I work in HE and in my experience it is actually not that uncommon to have taken a year or several out at some point and then returned to education (often very successfully), for all sorts of reasons -- mental or physical illness, parenthood, other caring responsibilities, bereavement etc. I'm sure your instinct is right that she needs a break now, it's a good sign that she enjoys working and can motivate herself for that. Leaving education now definitely doesn't mean doing so forever. One of my sisters continued with sixth form through what was (probably, in retrospect) a breakdown and I think it did a lot of damage. The students who've taken slightly less direct routes are often the best ones!

NoSquirrels · 10/12/2021 18:51

Sounds like an apprenticeship might be excellent for her?

JustLikea · 10/12/2021 18:54

Sounds like she just needs a break for a while. She can go back to studying later

flapperdapper · 10/12/2021 19:12

Thanks everyone for your suggestions and words of wisdom. She was getting CBT via CAMHS but wasn’t really effective for her at the time. I think she just needs a break and to regroup. Definitely don’t want to rush into anything.

OP posts:
flapperdapper · 10/12/2021 19:22

@Porcupineintherough Interesting that DD wants to do a personal trainer course too!

OP posts:
Nat6999 · 10/12/2021 19:30

My ds has just left Y13 due to ME/CFS, Anxiety & Depression. He is taking the rest of the school year to try & get better & then he is considering doing an OU degree.

Wombat69 · 10/12/2021 19:51

I've actually done the PT course. It was really good fun and you could get a loan to do it, once old enough.

There's loads of things you can do like exercise referral after too.

Has she been checked for adhd or asd? Particularly difficult to spot if she's gifted or masks well. Obv not everyone is ND but I mention it because of the cbt comments.

Imitatingdory · 10/12/2021 21:27

Have you considered applying for an EHCNA? DC whose MH prevents them from attending meet the relatively low threshold for an EHCNA. The benefit of an EHCP is as well as academic SEN provision it can include therapies.

Wallywobbles · 10/12/2021 21:55

If she's willing take the learning online. I'd really not advise leaving education with only gcses. She's going to have to get more exams sooner or later. Point out job choices available with only her current exams. Ask her if she's willing to home educate. Or apprenticeship. Find out all the options before agreeing to this.
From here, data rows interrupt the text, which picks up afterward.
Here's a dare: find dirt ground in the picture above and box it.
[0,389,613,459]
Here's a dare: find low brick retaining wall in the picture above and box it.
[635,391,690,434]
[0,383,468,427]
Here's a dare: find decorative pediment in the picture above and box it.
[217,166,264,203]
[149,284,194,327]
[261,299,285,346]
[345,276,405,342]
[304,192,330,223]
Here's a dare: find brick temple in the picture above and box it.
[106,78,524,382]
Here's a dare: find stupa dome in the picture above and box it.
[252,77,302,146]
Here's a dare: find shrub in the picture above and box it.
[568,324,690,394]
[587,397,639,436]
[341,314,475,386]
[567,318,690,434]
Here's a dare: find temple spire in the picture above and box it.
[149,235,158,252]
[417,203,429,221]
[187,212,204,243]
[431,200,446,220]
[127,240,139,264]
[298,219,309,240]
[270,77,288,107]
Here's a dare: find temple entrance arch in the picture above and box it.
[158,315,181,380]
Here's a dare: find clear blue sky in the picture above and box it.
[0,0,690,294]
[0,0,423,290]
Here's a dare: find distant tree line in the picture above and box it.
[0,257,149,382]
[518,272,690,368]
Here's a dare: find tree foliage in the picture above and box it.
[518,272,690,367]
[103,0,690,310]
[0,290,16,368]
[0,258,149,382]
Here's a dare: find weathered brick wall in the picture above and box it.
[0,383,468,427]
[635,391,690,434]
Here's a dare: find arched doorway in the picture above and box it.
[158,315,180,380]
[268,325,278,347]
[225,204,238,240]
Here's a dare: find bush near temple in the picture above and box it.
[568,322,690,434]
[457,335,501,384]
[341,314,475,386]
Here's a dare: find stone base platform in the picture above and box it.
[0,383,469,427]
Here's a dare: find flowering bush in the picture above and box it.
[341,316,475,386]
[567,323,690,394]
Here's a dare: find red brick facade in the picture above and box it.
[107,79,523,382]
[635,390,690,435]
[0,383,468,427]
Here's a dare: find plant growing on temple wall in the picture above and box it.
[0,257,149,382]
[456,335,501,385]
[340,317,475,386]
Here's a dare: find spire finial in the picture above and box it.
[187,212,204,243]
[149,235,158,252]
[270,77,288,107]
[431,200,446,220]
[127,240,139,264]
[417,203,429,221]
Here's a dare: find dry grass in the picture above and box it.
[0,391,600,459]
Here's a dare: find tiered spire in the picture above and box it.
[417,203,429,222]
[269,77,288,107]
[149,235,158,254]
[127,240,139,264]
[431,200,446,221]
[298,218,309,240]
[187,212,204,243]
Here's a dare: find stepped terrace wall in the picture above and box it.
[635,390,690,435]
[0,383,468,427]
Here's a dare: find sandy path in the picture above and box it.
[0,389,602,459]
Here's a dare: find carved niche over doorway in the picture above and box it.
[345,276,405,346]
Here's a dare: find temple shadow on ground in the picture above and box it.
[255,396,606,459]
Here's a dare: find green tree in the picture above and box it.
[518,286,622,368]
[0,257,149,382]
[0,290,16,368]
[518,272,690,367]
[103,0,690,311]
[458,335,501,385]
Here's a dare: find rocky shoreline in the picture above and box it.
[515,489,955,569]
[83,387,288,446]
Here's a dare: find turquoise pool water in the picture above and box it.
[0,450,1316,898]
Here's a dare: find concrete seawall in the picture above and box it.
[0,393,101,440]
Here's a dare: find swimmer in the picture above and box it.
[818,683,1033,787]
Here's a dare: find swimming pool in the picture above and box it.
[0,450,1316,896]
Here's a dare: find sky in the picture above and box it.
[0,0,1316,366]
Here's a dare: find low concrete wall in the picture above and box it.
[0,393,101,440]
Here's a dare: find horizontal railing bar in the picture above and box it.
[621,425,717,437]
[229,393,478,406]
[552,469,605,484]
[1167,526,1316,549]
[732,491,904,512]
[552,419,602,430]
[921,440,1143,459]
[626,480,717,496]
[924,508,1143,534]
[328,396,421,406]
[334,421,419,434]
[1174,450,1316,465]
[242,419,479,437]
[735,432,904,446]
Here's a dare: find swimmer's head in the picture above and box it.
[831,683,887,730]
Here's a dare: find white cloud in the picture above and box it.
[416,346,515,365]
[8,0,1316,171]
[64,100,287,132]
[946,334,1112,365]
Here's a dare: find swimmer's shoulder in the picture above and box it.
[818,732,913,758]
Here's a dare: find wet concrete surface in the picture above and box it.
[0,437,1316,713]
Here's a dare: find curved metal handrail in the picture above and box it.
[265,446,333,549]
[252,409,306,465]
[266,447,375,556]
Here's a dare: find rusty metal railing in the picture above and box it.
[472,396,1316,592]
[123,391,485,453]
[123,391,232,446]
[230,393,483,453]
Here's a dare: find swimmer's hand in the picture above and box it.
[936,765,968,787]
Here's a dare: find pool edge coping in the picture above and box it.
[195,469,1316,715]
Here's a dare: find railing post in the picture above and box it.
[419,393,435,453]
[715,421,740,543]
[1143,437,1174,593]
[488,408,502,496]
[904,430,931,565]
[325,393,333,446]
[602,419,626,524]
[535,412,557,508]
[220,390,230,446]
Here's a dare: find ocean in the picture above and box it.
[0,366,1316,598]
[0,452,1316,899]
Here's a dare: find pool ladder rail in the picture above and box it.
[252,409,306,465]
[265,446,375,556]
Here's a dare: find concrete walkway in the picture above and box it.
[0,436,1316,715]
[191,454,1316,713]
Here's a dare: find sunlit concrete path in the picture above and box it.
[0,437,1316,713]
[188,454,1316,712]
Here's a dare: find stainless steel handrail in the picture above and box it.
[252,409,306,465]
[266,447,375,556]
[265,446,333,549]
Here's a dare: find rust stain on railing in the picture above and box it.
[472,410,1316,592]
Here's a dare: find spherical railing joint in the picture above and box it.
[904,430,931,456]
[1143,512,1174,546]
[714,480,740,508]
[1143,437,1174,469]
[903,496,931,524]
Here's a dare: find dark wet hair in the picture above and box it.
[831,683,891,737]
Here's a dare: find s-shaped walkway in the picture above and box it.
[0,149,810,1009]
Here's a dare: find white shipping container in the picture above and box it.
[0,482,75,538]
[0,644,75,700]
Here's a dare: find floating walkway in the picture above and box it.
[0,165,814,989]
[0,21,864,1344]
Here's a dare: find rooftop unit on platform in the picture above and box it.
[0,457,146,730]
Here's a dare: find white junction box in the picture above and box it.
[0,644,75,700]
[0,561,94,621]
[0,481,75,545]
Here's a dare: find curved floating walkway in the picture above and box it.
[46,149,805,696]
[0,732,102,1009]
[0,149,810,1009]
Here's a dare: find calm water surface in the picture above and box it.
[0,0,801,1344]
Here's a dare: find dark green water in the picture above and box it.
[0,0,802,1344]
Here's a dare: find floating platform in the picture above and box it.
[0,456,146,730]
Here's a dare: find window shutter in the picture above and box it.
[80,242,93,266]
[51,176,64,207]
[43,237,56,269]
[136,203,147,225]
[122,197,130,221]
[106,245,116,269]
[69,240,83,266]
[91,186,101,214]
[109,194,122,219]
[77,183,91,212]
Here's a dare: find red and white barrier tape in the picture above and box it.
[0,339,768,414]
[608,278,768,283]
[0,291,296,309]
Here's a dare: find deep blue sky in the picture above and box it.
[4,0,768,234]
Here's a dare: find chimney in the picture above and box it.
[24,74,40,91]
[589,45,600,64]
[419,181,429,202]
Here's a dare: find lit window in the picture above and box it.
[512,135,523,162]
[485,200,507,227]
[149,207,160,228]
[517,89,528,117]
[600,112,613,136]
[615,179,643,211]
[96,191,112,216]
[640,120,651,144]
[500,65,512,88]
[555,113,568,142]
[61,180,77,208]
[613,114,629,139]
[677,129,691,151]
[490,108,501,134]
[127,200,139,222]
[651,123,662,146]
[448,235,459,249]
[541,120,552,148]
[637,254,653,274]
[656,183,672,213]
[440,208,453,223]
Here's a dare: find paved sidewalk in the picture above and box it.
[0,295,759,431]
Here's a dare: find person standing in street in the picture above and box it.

myrtleWilson · 10/12/2021 22:16

HI @flapperdapper you could be describing my DD - except mine is older. You mentioned CAMHS and I wonder whether that is at the heart of it. My Dd was due to take her a-levels last yr but that was wiped out because of her anorexia. She has gone back to do 6th form again but at the same time has a part time job in a restaurant/bar. She loves the job and in many ways it has been the making of her. She's able to do well at work but is struggling at 6th form because her cognitive state is not where it needs to be yet - but she is trying so hard. On any given day Dd would happily give up 6th form and go full time in work, or she's keen to leave home and go to university.

All we can do is try to help her to combat the anorexia to allow her cognitive function to improve and hope that allows her to make the best decision she can - but it is so hard so I sympathise muchly!